I am an unabashed lover of Scotland and all things Scottish. It is different from England, gloriously so.
Although bound to its big neighbor under the Act of Union of 1707, Scotland has remained a very separate place. It has its own legal system with demanding rules of evidence that require two witnesses, or lines of evidence, before conviction.
It has authority over most local governments, including some taxing authority and control of its education system. Since “devolution” in 1999, its control over other domestic issues also has increased.
Scotland has the world’s most distinctive men’s attire: the kilt. It has its own sports: shinty, the caber toss and haggis hurling. Others it has bequeathed to the world, like golf, tug of war and curling.
Walking on the streets of Aberdeen or Glasgow, you wouldn’t think you had fetched up in some English town. Just the hard-to-follow dialects will put you right on that one. Prepare yourself by watching the many Scottish series on PBS. One gets used to the different speech after a couple of days in the land of Robert Burns.
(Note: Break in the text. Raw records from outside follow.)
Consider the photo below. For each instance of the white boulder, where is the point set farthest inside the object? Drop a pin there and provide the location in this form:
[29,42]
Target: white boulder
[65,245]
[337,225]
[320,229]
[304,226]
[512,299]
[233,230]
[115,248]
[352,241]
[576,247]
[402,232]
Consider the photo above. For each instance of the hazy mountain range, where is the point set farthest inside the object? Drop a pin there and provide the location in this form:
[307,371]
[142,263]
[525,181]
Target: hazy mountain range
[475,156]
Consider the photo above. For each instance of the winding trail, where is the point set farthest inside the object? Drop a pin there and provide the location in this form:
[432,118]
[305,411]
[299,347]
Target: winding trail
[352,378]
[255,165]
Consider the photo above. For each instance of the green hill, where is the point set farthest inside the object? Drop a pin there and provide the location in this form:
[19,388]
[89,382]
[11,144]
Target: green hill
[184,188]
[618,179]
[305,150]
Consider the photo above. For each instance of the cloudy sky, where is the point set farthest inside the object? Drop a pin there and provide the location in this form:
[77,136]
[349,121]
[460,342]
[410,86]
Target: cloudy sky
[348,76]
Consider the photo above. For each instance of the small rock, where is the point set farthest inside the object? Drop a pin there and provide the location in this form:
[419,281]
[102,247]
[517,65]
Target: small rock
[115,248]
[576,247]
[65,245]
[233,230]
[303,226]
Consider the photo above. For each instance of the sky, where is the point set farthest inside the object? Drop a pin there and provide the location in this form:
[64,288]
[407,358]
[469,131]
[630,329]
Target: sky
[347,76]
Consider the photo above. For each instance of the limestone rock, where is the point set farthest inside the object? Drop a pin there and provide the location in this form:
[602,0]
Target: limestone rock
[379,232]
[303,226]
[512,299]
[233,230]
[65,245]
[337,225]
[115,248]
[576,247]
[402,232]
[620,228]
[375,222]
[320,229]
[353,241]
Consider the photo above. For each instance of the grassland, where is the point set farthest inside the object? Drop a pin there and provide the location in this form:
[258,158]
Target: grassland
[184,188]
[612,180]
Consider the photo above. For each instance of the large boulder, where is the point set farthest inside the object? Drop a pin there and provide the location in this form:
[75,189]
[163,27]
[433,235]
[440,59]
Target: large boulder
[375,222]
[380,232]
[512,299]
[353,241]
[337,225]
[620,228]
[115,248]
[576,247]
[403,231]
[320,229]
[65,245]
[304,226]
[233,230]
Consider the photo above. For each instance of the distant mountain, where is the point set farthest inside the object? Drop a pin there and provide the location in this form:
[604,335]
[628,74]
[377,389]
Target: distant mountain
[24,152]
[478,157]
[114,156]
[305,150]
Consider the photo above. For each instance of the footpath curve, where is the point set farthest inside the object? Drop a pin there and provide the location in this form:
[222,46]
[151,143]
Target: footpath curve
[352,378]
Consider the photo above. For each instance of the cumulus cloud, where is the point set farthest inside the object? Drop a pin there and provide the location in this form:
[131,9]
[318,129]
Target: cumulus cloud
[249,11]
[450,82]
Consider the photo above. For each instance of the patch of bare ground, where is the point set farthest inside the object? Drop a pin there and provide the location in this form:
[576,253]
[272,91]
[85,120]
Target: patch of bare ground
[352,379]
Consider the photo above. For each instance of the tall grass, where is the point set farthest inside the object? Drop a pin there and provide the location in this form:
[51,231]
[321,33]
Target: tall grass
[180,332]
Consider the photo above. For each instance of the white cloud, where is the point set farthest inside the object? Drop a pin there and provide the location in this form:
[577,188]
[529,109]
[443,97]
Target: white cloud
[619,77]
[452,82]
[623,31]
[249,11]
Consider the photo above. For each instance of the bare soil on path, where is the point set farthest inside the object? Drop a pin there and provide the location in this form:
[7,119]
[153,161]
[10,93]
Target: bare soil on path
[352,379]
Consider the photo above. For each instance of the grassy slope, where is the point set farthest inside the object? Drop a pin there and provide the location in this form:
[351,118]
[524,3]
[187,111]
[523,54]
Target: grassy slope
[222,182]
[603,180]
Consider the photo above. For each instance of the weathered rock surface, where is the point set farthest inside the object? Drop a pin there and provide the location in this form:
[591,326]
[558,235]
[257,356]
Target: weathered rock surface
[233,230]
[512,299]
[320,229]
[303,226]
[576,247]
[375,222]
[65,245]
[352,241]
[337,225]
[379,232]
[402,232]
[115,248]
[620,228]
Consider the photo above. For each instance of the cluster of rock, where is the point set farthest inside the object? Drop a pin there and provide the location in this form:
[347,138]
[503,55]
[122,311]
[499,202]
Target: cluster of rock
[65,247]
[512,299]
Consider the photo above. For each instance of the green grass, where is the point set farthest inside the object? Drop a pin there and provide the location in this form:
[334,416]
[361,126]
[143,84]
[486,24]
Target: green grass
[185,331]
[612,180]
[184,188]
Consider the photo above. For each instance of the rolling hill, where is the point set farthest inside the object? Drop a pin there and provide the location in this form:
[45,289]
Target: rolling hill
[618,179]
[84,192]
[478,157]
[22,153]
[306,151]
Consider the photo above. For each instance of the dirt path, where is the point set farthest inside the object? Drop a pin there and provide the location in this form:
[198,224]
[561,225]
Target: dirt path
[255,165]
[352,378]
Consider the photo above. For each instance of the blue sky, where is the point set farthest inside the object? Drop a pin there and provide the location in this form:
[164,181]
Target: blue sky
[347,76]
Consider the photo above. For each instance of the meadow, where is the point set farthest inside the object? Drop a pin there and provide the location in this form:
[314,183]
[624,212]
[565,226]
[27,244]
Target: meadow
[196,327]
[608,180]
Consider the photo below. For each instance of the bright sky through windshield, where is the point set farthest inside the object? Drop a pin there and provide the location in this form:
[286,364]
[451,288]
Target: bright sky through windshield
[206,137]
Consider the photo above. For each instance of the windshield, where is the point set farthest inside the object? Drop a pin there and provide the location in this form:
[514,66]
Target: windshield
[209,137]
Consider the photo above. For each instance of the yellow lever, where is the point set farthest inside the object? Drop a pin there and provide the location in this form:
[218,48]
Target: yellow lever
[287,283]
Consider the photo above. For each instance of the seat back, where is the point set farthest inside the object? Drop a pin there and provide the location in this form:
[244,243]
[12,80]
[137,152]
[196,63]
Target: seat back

The resignation of Scotland’s first minister, Nicola Sturgeon, has focused attention on the perennial issue of Scottish independence. Although it was defeated in a referendum in 2014, it was given new life after the Brexit vote in 2016, when Scottish citizens, unlike those in England, Wales and Northern Ireland, voted to remain in the European Union.
Some thought it would be given that this would boost demands for independence with Sturgeon leading the (bagpipe) band. Instead, support in the opinion polls for independence has dwindled, and Sturgeon’s plan to turn the next general election into a de facto referendum on independence found opposition in her own Scottish National Party.
Sturgeon was wrapped in the flag of Saint Andrew, the patron saint of Scotland. The flag is a diagonal white cross, or saltire, on a blue background. If you disassemble the Union Jack, it is in there.
The original Act of Union reflected the weak economic situation in Scotland then and England’s control of trade in and to the British Isles. More than 300 years later, that is the case again.
The great argument against Scottish independence has always been economic — to say nothing of the difficulty of duplicating Hadrian’s Wall. Scotland’s population of 5.5 million is outbalanced by the English population of 60 million and its trade domination.
But that imbalance hasn’t always seemed that large. In the 19th century, Scotland boomed. It commanded a dominant role in ship construction on the Clyde River, where 20 percent of the world’s steamships were built in the latter part of that century and into the 20th century. Much other heavy industry was situated along the Clyde and other waterways. Scottish entrepreneurs were spread across the world and made their mark. Think Andrew Carnegie.
Of course, Scotland continues to produce some exceptional products. Among my favorites are whiskies, foods like Robertson’s jams, and the ubiquitous and delicious shortbread offerings from Walker’s; and I never forget the unassailable quality of Scottish tweeds and woolens.
Sadly, these and other products aren’t enough to save the Scottish economy, which depends on dwindling North Sea oil and gas, but soon may get a boost from wind farms, which are set to expand there.
Nonetheless, the last block payment from the United Kingdom to Scotland was a hefty $41 billion, emphasizing Scotland’s economic dependence on the union exchequer.
Scotland is a European treasure. Edinburgh, a gem, is one of the great cities of the world often overlooked as visitors are drawn north to the Highlands, or leave the United Kingdom without traveling to Scotland at all.
Edinburgh has it all: art and architecture, literature and music, science and technology, and the centuries-long history of a proud and independent people.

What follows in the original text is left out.